Prohibition en carton-pâte
Le cynisme, quant à lui, règne en maître. La veulerie des gouvernants qui redoutent moins les conséquences du trafic que celles de son arrêt. L’hypocrisie des élus qui savent que, toutes couleurs politiques confondues, certains maires de banlieue doivent composer avec la puissance locale des trafiquants. La tartufferie des politiciens qui n’ignorent rien de la porosité qui existe entre les réseaux mafieux et le maillage salafiste. Ces deux ennemis mortels de la République ne partagent pas seulement des territoires ; ils partagent aussi la caisse, désormais avec la complicité passive de nos élites. Mais ça ne semble révolter personne.
C’est au demeurant sous cet angle sécuritaire que la droite doit légitimer un débat sur la légalisation, seule alternative crédible à la prohibition en carton-pâte. Quelle autre mesure permettrait en effet de réallouer à la lutte antiterroriste les effectifs de la police judiciaire ou de la justice qui consacrent une énergie précieuse à cette pantalonnade ? Et sans rien coûter au contribuable, qui dit mieux ? Tous ces pauvres fonctionnaires condamnés aujourd’hui à vider l’océan du trafic du cannabis avec une cuillère trouée pourraient traquer les barbus. Dans un pays qui n’hésite pas à comptabiliser ce trafic à hauteur d’un milliard d’euros dans son très officiel PIB (rires enregistrés), offrir à nos Eliot Ness la fin de la prohibition constituerait, en réalité, une marque de respect.
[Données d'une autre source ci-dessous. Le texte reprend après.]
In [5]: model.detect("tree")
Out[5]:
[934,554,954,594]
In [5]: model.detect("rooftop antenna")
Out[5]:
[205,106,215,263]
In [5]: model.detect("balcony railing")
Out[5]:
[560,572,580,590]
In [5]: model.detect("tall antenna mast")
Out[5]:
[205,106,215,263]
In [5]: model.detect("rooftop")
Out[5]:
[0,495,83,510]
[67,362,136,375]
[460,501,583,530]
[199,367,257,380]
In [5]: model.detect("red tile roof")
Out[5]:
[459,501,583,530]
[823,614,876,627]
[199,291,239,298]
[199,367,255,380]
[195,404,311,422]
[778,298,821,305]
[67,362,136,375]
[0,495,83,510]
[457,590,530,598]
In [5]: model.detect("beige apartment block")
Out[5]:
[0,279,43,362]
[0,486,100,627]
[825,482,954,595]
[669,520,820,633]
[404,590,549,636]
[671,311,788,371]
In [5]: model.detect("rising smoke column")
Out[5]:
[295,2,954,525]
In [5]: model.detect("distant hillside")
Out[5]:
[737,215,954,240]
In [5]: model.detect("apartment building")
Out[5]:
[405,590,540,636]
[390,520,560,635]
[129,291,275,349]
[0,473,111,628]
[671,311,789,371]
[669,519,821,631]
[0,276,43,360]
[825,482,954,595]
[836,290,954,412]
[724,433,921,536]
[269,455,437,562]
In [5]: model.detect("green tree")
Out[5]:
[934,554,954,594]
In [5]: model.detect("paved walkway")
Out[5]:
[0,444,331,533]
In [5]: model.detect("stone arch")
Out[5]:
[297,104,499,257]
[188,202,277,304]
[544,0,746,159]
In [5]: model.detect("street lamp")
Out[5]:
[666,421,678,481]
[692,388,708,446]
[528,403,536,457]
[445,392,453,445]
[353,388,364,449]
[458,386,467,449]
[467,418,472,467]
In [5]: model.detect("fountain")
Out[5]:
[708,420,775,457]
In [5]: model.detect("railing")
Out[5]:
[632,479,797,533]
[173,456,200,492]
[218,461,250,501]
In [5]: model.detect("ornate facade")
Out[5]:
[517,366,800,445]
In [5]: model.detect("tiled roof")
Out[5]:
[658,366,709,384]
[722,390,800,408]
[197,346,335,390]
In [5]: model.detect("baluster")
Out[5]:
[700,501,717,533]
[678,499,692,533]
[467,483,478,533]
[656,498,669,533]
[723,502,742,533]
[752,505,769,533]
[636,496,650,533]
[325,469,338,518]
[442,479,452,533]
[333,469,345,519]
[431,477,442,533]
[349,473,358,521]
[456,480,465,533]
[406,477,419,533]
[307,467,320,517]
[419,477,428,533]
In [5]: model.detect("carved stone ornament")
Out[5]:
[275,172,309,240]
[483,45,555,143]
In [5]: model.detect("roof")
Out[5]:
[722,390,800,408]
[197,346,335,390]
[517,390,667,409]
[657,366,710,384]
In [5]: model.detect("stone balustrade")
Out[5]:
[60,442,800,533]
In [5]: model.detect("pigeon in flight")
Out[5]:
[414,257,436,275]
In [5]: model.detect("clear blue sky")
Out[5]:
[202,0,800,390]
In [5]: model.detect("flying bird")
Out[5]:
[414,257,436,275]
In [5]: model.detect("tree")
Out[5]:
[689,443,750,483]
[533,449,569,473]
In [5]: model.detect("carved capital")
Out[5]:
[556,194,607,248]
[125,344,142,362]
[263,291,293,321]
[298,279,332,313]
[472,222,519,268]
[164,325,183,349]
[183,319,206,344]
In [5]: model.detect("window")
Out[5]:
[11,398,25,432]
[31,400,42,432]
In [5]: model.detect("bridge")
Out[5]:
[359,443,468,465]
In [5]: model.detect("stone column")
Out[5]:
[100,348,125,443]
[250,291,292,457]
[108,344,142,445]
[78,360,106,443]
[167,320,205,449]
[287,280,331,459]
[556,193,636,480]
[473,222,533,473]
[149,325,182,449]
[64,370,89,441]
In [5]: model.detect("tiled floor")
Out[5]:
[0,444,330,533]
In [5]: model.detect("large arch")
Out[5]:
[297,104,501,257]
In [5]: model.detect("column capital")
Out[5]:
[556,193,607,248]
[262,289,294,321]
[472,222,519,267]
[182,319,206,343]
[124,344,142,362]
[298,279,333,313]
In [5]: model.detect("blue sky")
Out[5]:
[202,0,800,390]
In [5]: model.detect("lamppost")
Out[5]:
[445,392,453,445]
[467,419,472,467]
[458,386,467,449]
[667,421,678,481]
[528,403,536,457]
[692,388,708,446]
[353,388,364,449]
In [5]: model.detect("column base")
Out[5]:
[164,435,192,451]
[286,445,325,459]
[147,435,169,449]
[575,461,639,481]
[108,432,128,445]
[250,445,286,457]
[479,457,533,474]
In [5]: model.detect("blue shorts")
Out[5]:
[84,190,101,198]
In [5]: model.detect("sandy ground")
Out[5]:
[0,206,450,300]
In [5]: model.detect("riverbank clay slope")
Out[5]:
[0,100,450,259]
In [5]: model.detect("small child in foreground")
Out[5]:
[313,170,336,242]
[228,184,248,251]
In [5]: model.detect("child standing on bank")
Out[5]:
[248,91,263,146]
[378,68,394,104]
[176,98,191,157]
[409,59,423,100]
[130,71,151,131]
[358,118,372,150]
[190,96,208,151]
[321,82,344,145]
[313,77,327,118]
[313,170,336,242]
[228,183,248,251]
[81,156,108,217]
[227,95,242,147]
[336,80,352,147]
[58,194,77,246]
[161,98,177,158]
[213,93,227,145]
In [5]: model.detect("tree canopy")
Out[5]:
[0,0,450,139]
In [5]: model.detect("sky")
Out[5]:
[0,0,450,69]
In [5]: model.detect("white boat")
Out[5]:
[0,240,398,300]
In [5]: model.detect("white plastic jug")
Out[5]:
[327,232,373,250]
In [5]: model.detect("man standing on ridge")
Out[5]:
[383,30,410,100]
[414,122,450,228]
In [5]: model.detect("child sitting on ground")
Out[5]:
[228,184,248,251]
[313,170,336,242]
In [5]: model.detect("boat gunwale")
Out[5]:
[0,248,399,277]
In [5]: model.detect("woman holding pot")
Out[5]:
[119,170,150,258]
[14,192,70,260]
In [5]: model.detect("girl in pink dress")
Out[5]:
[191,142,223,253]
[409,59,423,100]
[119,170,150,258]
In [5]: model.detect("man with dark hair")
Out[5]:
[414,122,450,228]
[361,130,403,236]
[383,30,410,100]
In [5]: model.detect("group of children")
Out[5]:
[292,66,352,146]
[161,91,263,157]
Cette modeste intégration de l’argent de la drogue aux comptes de la nation n’a cependant suscité aucune protestation des pères la pudeur. Elle permet d’emprunter sur les marchés 3 % de ce montant en respectant feu les critères de Maastricht – 30 millions d’euros – soit le prix de quelques crèches. Dans ces conditions, on comprend mal pourquoi encaisser des charges sociales et de la TVA sur une distribution légalisée s’apparenterait, cette fois, à un pacte avec le Malin. Percevoir sur le shit des taxes comparables à celles que rapporte le Ricard ne choque que les imbéciles qui nous doivent une ultime explication. On s’interroge en effet sur la façon d’intégrer les gamins de 14 ans qui gagnent autant en une journée de vigilance autour des fours qu’un apprenti plombier ayant sué pendant un mois – et la solution tarde à venir après trente ans de patience. Imaginer les dealers plutôt en autoentrepreneurs du joint ou en franchisés d’un futur Nicolas de la ganja ne correspond sans doute pas à un idéal exaltant, mais apporte un début de réponse à toutes les impasses d’une prohibition fictive. Ce que les partisans de cette dernière s’abstiennent résolument de faire.